The environment you grow up in matters. It taught me that you are responsible for the world, what comes next, and for making sure it is good.
Looking into the darkness
As Ukraine enters the fifth year of full-scale war, how do you reflect on this moment?
Recently I read an essay by Olena Styazhkina about how we grow accustomed to war — not as something that weakens us, but as something that makes us different, stronger, strips away illusions, and helps you see and manage risks more clearly. She wrote about looking into the darkness not as a victim, but as a predator.
Today, in 2026, in the fifth year of the full-scale invasion, we must recognise that the world is in darkness — and this is not only about Ukraine.
These “dark times,” as they were called during the Second World War, may have returned. History, unfortunately, is cyclical. What does it mean for us to look into the darkness as predators? It means continuing to defend what we value — international law, the interests of victims of its violations, of war crimes, and our state.
Everyone who is fighting today, in whatever field or on whatever front, is giving our state a chance to exist.
Our task is not only to avoid losing the war, but also not to lose the peace. This is crucial when it comes to justice. If we lose justice, we lose the future. And we cannot allow that.
Holding perpetrators accountable, calling things by their proper names, and winning the cognitive war — this war of interpretation — through international judicial and quasi-judicial processes are among the strongest guarantees of non-repetition, alongside security guarantees from partners.
What support does Ukrainian civil society need?
What we need most is coordination and unity of effort, because no single organisation can cope with such an enormous scale of international crimes.
We also need space in the information sphere — airtime — so that Russian propaganda does not dominate it, as it continues to invest millions in propaganda content and distributes it through multiple channels, including diplomatic missions abroad.
We need states to remain faithful to their international obligations — continuity matters more than new promises. Attempts to reshape processes in institutions like the UN or the International Criminal Court undermine Ukraine.
Many issues now require not only think tank analysis or NGO expertise but also global academic engagement. This means countering Russian propaganda narratives in academic spaces as well. Russian studies programmes still exist worldwide, and Russian influence remains significant. Scholars should continue promoting accurate research about what is happening.
It is crucial to continue supporting organisations that assist survivors and to support Ukraine as a state, because if the frontline collapses, human rights work will no longer be possible.

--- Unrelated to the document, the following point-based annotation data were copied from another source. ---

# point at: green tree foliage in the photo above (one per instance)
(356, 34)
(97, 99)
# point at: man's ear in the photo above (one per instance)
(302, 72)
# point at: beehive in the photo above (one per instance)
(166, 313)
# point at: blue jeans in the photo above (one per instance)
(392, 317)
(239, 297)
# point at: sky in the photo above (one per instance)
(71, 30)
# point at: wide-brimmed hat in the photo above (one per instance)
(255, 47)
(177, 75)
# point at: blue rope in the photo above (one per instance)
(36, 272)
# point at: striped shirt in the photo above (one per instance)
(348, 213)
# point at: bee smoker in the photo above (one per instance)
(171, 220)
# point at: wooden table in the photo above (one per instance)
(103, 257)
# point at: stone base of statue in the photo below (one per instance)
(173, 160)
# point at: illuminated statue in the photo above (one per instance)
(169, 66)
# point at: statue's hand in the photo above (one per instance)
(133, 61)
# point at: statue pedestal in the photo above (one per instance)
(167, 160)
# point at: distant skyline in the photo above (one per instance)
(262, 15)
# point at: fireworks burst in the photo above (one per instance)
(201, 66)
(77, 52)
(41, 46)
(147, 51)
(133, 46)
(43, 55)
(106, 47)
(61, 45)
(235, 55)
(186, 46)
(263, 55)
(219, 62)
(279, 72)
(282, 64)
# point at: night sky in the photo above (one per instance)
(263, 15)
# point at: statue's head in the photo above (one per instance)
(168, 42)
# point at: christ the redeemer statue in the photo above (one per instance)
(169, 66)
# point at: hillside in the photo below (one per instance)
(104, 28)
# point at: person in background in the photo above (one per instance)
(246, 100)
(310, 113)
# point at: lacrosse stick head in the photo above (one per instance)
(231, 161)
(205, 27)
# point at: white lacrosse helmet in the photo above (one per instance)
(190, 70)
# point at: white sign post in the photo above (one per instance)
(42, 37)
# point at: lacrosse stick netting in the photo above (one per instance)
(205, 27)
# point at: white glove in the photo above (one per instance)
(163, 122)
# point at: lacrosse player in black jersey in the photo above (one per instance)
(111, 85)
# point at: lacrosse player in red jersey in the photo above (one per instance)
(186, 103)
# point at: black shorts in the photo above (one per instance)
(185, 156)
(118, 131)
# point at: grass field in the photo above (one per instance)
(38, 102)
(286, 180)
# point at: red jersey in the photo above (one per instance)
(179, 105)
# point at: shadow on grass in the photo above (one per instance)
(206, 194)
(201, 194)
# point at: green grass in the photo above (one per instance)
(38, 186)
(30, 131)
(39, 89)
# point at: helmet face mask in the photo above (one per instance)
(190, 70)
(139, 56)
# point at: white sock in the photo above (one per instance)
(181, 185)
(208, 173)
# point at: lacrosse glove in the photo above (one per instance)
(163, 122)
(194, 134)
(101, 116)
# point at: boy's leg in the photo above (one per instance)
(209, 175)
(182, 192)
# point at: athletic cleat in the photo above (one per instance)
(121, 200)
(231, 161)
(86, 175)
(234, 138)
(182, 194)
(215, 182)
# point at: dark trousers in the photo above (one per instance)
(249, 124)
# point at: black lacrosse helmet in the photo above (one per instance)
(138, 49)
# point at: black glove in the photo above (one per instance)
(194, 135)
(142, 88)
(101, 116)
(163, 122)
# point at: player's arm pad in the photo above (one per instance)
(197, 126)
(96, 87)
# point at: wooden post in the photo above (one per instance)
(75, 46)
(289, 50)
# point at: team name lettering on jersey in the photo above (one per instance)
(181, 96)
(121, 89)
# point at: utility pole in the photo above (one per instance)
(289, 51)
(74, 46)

Kateryna Rashevska is a legal expert at the Regional Center for Human Rights. She is a PhD fellow at the Institute of International Relations (Taras Shevchenko National University of Kyiv). She is a member of the Interdepartmental Commission on the Application and Implementation of International Humanitarian Law in Ukraine, the Expert Council at the Representation of the President of Ukraine in the Autonomous Republic of Crimea and the SQDI (Société québécoise de droit international). Kateryna protects the rights of vulnerable categories of victims of international crimes, namely children, at the ECHR, the OSCE, the EU, the OHCHR and the ICC. She is an author of the Submissions to the ICC related to international crimes committed against the Ukrainian children by Maria Lvova-Belova and Vladimir Putin. She is also an author and a driver of the draft resolution of the UN General Assembly on the repatriation of illegally deported children. Together with the team of the Regional Center for Human Rights, Kateryna developed and now advocates the concept of a unified legal mechanism for the return of displaced Ukrainian children.
Following the damage to RCHR’s office and recognising the urgent need for relocation, HRHF supported RCHR through its risk fund, partially covering the relocation and other associated costs. RCHR is also grateful to Civil Rights Defenders for their continuous support.